Wirekite Data Mover for Snowflake
The Data Mover will be run on the data extraction host, and will move files dumped by the Data Extractor to a staging area managed by Snowflake using its PUT command, where the Wirekite Data Loader will reference them when loading to Snowflake.
dsnFile is a file containing the connection information for the instance that will be accessed by the Data Mover.
Snowflake connection information is discussed here. Wirekite uses the Golang connector format:
<snowflake-user>:<snowflake-pwd>@<snowflake-orgname>-<snowflake-acct>/<database>/<schema>?<opt-warehouse-name>
Note that the same dsnFile can be used to connect using the Wirekite cmdline tool.
dataDirectory is where the Wirekite Data Extractor wrote its files. These will be copied from the directory to the Snowflake staging area.
logFile is where the Wirekite Data Mover will write its logging output.
maxThreads is the maximum number of parallel threads used to upload data to the bucket.

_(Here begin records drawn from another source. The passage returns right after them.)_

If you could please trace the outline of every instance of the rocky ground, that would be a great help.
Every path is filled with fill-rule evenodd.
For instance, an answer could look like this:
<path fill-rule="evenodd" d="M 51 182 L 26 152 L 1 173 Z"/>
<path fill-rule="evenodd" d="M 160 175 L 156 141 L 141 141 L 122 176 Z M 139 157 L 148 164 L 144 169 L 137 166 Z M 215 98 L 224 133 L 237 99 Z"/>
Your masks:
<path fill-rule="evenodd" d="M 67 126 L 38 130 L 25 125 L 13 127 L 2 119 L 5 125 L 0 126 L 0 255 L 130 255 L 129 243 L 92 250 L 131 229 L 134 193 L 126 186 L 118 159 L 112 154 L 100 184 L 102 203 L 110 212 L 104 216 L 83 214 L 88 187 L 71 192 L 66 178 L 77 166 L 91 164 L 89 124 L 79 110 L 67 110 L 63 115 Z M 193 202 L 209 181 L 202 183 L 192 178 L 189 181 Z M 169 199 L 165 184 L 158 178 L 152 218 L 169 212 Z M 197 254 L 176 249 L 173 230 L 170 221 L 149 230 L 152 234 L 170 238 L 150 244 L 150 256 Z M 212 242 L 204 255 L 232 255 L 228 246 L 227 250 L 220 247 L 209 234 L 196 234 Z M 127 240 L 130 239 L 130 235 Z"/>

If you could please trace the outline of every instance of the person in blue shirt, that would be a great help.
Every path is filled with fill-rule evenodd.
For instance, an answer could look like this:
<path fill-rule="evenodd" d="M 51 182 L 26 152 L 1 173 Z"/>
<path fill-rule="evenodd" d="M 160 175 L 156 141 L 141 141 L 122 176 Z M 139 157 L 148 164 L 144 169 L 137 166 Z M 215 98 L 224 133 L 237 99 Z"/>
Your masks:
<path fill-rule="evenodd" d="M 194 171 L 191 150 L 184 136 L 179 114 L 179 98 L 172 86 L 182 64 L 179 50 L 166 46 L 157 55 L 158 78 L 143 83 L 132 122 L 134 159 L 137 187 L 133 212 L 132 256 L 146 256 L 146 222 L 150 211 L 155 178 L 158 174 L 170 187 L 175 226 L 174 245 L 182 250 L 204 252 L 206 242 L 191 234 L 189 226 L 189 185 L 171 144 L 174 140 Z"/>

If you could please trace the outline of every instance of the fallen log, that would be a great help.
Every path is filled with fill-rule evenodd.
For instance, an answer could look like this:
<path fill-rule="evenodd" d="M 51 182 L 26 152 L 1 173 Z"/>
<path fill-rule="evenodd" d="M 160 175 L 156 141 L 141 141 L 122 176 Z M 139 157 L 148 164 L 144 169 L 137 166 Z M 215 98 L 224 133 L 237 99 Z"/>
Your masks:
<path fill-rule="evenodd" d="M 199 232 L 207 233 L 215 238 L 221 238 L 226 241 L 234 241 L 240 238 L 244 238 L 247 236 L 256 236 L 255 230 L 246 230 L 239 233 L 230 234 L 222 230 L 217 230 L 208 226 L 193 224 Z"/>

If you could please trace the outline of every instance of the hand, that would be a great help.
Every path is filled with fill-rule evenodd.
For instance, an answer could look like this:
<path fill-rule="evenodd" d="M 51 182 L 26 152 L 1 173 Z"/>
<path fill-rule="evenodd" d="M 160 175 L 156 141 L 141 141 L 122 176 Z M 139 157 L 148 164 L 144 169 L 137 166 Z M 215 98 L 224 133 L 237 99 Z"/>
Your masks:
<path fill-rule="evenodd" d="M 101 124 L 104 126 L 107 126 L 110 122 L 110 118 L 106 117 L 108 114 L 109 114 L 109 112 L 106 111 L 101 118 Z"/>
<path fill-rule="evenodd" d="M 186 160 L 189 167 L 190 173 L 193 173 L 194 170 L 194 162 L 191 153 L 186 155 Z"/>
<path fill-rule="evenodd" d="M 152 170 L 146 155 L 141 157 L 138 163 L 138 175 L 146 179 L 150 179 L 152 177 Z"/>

The default is 10.
removeFiles specifies whether the Data Mover will remove files from the dataDirectory once it has safely copied them to Snowflake stage. The default is true. This may be set to false while troubleshooting, but should not normally be set as these files can take a lot of storage space.
Wirekite Data Loader for Snowflake
The Wirekite Data Loader for Snowflake uses the output files written to the Snowflake staging area by the Wirekite Data Mover for Snowflake and loads the records in them to the target tables in Snowflake.
dsnFile is a file containing the connection information for the instance that will be accessed by the Data Loader.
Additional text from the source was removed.